Background Inhibitors of 3-hydroxy-3-methylglutaryl coenzyme A (HMG-CoA) reductase, known as statins, are widely used for primary and secondary prevention of coronary artery atherosclerosis. Besides its lipid lowering properties, simvastatin has various anti-inflammatory effects.
Objectives The aim of this study was to assess whether simvastatin modulates the effects of IL-17, an emerging actor in atherosclerosis.
Methods The effect of simvastatin was assessed in HUVEC cells treated by IL-17 (100 ng/ml) alone or combined with TNFα (1 ng/ml), with or without mevalonate, a specific inhibitor of simvastatin. The effect of simvastatin on IL-17-induced cytokine or chemokine expression was assessed at the mRNA level using qRT-PCR or protein level by ELISA. Its effect on the IL-17-induced pro-thrombotic state and cell invasion was assessed using a lumiaggregometer and a matrigel assay, respectively.

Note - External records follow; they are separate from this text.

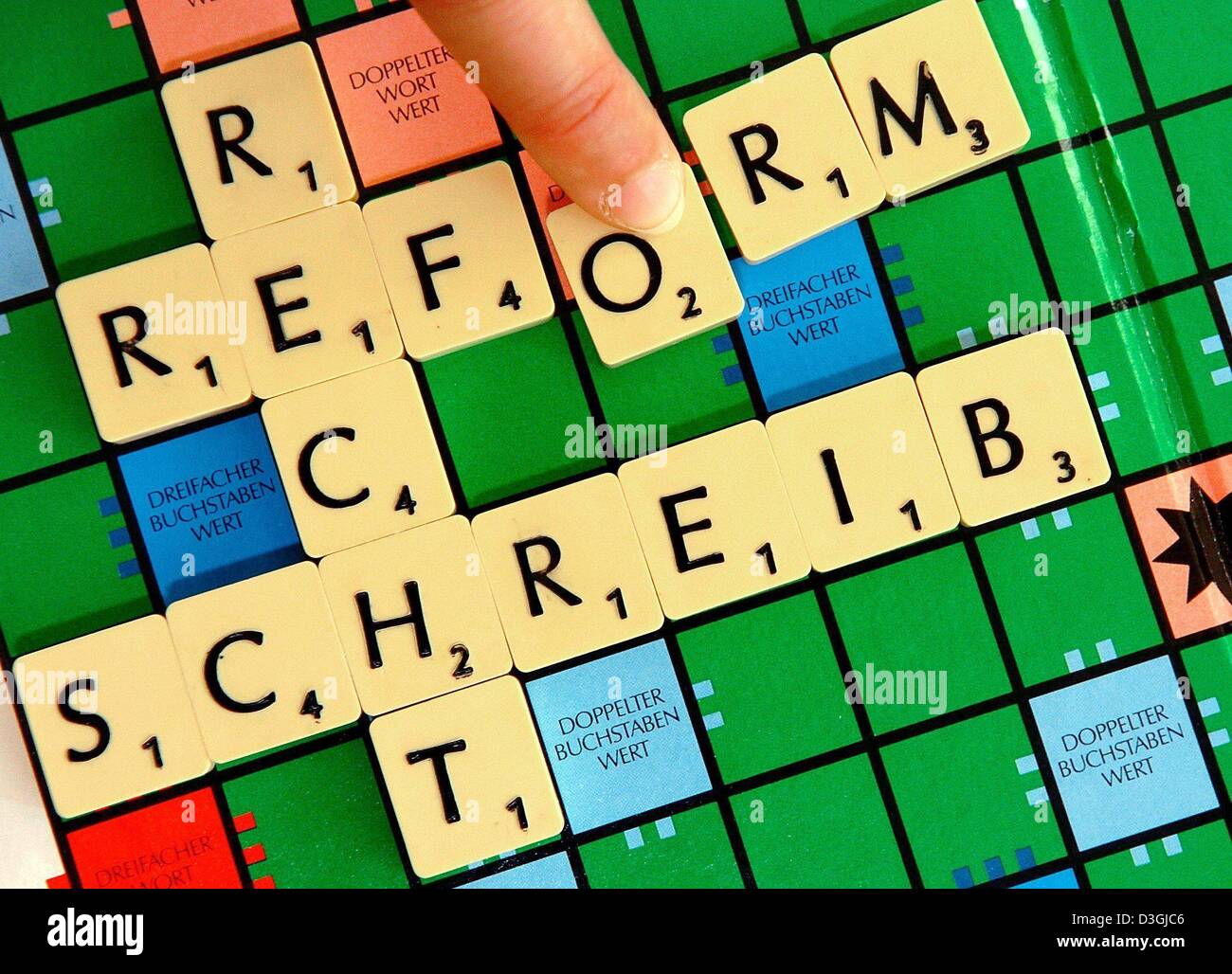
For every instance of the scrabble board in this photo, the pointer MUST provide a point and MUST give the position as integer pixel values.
(1019, 689)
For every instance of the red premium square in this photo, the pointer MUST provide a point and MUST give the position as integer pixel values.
(190, 29)
(406, 103)
(179, 843)
(1184, 520)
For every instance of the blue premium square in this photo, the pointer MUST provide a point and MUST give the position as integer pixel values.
(551, 872)
(617, 735)
(813, 319)
(1124, 752)
(210, 508)
(20, 267)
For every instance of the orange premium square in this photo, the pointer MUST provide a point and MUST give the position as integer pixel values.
(185, 31)
(1184, 521)
(406, 103)
(549, 197)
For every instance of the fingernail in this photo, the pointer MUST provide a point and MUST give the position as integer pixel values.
(653, 201)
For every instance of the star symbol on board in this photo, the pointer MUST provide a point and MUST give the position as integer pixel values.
(1203, 543)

Results Simvastatin decreased IL-17-induced IL-6, IL-8, CX3CL-1, RANTES mRNA and CX3CL-1 and CCL-20 production. Simvastatin restored the level of IL-33 mRNA which was decreased by IL-17. Simvastatin reduced the expression of IL-17-induced pro-thrombotic genes such as tissue factor. Simvastatin restored the level of platelet aggregation to normal levels.
Simvastatin enhanced the expression of CD39 and thrombomodulin mRNA initially reduced by IL-17 and TNFα combination. Simvastatin suppressed IL-17-induced EC invasion. All these effects were reversed by the addition of mevalonate. Finally, simvastatin had an additive effect with infliximab to decrease the effect of the combination of IL-17 and TNFα on IL-6 mRNA expression.
Conclusion These results indicate that simvastatin inhibits the pro-inflammatory, thrombotic and pro-aggregation effects of IL-17 on vessels. They provide a new understanding of the beneficial effects of statins in blood vessel inflammation.